Déclaration sur les manifestations indésirables consécutives à la vaccination antiourlienne

janvier 2004

Lors de sa neuvième réunion à Genève (Suisse), les 3 et 4 décembre 2003, le Comité consultatif mondial sur la sécurité vaccinale (GACVS) a considéré la proposition d’un laboratoire international de référence pour les isolements du virus ourlien et la création d’une banque de souches vaccinales. Parmi les complications dues aux vaccins antiourliens préparés à partir des souches Urabe, Leningrad-Zagreb et Leningrad-3 mais pas avec ceux renfermant la souche Jeryl-Lynn. , on a décrit des parotidites et des méningites à liquide clair. Le Comité a fait observer que, maintenant que toutes les souches du virus ourlien peuvent être caractérisées par PCR et séquençage des nucléotides, il devrait être possible de résoudre scientifiquement un certain nombre de questions en suspens concernant la sécurité vaccinale. Il s’agit en effet de définir les déterminants moléculaires de l’atténuation du virus, les déterminants génétiques précis de la virulence, l’innocuité des vaccins selon qu’ils sont composés de populations virales pures ou mélangées et en fonction de leur antigénicité, de déterminer à quel stade des mutations ponctuelles apparaissent dans le virus (au cours des passages, ou pendant la réplication dans l’organisme, ou les deux à la fois), et la présence de virus sous-variants dans les différents vaccins. Le comité a recommandé que l’hypothèse selon laquelle des mutations uniques en certains endroits de la région génique codant pour l’hémagglutinine-neuraminidase, une protéine, pourraient être associées à une méningite à liquide clair postvaccinale, devrait être étudiée plus. De telles connaissances permettraient de mieux comprendre les caractéristiques génétiques et moléculaires des souches utilisées pour la production des vaccins antiourliens. De plus, des études plus approfondies pourraient aider à définir le profil d’innocuité et d’immunogénicité de ces vaccins. Si les dosages moléculaires pouvaient permettre de distinguer les souches sauvages des souches vaccinales du virus ourlien, cela permettrait d’améliorer le contrôle de la qualité des vaccins existants et futurs. Le Comité a recommandé à l’OMS de créer un laboratoire international de référence pour les isolements de virus ourliens effectués chez des personnes vaccinées.

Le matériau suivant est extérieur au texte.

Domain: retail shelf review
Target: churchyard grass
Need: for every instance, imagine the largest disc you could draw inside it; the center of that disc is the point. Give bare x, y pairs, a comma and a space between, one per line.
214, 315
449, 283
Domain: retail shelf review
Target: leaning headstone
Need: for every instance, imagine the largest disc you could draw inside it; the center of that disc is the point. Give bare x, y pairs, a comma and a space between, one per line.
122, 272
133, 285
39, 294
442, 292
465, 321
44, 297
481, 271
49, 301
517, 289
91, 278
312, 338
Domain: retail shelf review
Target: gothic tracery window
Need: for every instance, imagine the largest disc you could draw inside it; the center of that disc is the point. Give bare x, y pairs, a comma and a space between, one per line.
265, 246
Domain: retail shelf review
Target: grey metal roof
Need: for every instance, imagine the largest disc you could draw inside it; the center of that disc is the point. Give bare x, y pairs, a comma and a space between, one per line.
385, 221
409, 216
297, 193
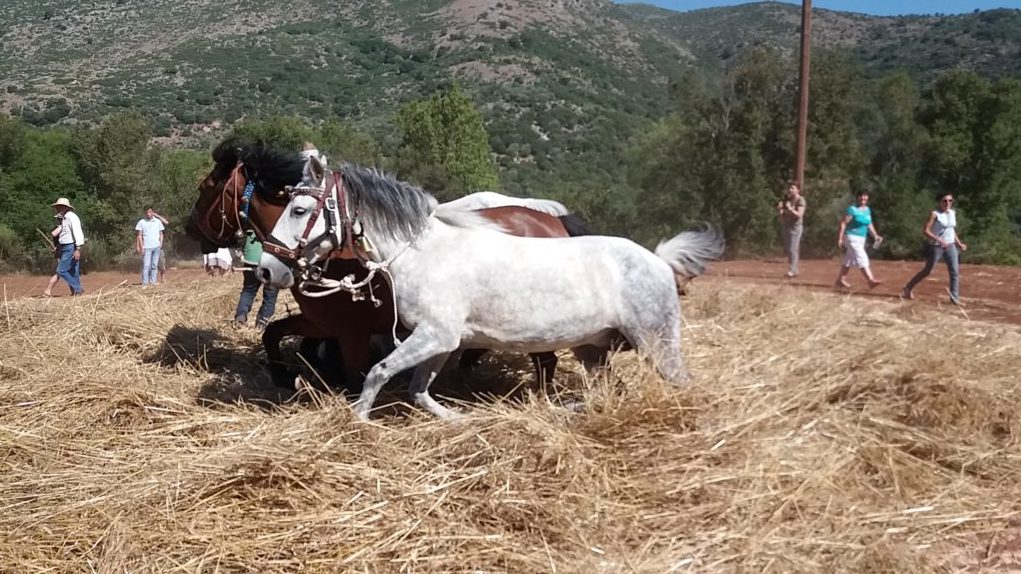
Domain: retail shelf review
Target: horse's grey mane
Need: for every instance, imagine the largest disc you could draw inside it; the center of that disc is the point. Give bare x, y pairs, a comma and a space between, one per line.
398, 209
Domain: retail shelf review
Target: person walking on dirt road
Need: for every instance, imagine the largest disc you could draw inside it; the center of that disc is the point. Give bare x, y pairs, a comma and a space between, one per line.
69, 241
791, 210
942, 243
855, 229
148, 243
251, 252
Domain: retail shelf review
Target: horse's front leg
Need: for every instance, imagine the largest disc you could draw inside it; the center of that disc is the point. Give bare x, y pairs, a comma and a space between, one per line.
357, 352
424, 375
274, 333
424, 343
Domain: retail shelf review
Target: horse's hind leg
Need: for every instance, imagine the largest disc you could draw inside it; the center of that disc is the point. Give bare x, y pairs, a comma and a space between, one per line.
545, 367
664, 349
423, 344
470, 357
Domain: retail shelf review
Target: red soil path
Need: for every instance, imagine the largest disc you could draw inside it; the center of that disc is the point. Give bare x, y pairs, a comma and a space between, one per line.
12, 286
988, 292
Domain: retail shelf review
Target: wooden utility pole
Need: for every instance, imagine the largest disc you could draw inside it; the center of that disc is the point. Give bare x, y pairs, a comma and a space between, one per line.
803, 104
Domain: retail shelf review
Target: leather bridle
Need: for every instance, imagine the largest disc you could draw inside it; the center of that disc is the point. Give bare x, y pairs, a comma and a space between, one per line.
240, 200
342, 232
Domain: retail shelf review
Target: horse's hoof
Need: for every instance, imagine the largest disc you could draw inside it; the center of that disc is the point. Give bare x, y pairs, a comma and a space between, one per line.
283, 378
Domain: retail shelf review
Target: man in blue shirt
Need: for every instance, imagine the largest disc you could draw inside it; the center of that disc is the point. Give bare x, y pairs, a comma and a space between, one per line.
68, 245
148, 243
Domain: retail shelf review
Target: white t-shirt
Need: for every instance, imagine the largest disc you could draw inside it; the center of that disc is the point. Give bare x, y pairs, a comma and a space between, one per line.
70, 230
944, 226
150, 232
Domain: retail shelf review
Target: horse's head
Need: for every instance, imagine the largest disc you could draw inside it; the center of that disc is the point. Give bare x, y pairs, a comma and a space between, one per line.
311, 227
246, 189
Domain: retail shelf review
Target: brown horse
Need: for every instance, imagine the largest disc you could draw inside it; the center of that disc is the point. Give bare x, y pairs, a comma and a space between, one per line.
246, 189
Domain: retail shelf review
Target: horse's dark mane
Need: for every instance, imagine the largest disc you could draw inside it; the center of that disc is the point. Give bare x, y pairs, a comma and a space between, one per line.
394, 207
271, 169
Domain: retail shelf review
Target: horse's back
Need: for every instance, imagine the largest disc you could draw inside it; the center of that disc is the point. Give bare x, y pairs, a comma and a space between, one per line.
524, 222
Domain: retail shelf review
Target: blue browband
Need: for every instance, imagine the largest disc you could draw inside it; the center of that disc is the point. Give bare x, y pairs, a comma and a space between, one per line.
246, 199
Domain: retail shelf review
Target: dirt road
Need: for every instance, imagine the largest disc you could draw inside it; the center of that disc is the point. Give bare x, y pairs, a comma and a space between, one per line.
988, 292
34, 285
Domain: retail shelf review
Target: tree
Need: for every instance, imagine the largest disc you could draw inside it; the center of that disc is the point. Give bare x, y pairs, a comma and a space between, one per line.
721, 156
44, 171
896, 164
445, 146
11, 140
974, 152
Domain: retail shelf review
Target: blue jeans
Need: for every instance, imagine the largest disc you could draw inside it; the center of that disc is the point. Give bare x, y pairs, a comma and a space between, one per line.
792, 245
248, 291
68, 269
932, 254
150, 265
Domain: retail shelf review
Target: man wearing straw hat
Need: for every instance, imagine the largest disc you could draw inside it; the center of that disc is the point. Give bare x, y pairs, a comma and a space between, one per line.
69, 241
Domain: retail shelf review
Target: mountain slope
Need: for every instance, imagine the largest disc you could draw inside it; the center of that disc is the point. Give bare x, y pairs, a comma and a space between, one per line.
562, 84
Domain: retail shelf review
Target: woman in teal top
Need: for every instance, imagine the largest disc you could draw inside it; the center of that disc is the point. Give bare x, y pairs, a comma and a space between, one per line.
855, 228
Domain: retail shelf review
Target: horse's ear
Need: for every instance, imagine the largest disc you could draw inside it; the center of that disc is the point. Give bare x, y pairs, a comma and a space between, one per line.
318, 170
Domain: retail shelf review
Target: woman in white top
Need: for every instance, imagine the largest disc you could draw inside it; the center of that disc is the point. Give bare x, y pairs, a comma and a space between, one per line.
943, 243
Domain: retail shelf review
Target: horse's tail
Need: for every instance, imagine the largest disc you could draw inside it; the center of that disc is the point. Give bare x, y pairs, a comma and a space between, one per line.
688, 252
577, 227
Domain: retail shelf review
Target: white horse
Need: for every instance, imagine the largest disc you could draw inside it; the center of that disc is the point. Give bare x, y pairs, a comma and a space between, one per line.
458, 281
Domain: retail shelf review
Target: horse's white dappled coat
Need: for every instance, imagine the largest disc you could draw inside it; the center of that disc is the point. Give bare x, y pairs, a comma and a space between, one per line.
458, 282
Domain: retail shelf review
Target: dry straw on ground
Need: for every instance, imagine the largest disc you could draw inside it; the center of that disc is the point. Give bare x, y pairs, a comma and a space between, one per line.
138, 433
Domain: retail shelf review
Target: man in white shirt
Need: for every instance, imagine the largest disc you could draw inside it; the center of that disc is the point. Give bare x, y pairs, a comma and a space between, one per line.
69, 241
148, 242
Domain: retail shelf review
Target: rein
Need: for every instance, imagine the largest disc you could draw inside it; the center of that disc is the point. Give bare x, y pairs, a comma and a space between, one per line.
240, 212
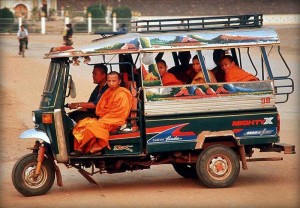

Le GACVS a aussi pris note de l’examen actualisé sur la sécurité des souches virales présentes dans les vaccins antiourliens, montrant que, si les données établissent des taux différents de parotidite en fonction des souches vaccinales, elles sont insuffisantes pour extrapoler une différence de risques de méningite à liquide clair. Le Comité avait déjà examiné cette question pendant la réunion de juin 20031 et conclu que les estimations du risque variaient d’une étude à l’autre, ce qui reflètait des différences quant aux cadres et aux conditions et quant au degré de surveillance. Les données disponibles ne permettent pas, en terme de méningite à liquide clair, d’établir une distinction concernant la sécurité entre les souches Urabe, Leningrad-Zagreb et Leningrad-3. Si les vaccins à souche Urabe, Leningrad-Zagreb et Leningrad-3 sont utilisés dans les campagnes de masse, les programmes de vaccination nationaux doivent tenir compte du regroupement potentiel de cas de méningite à liquide clair après la campagne.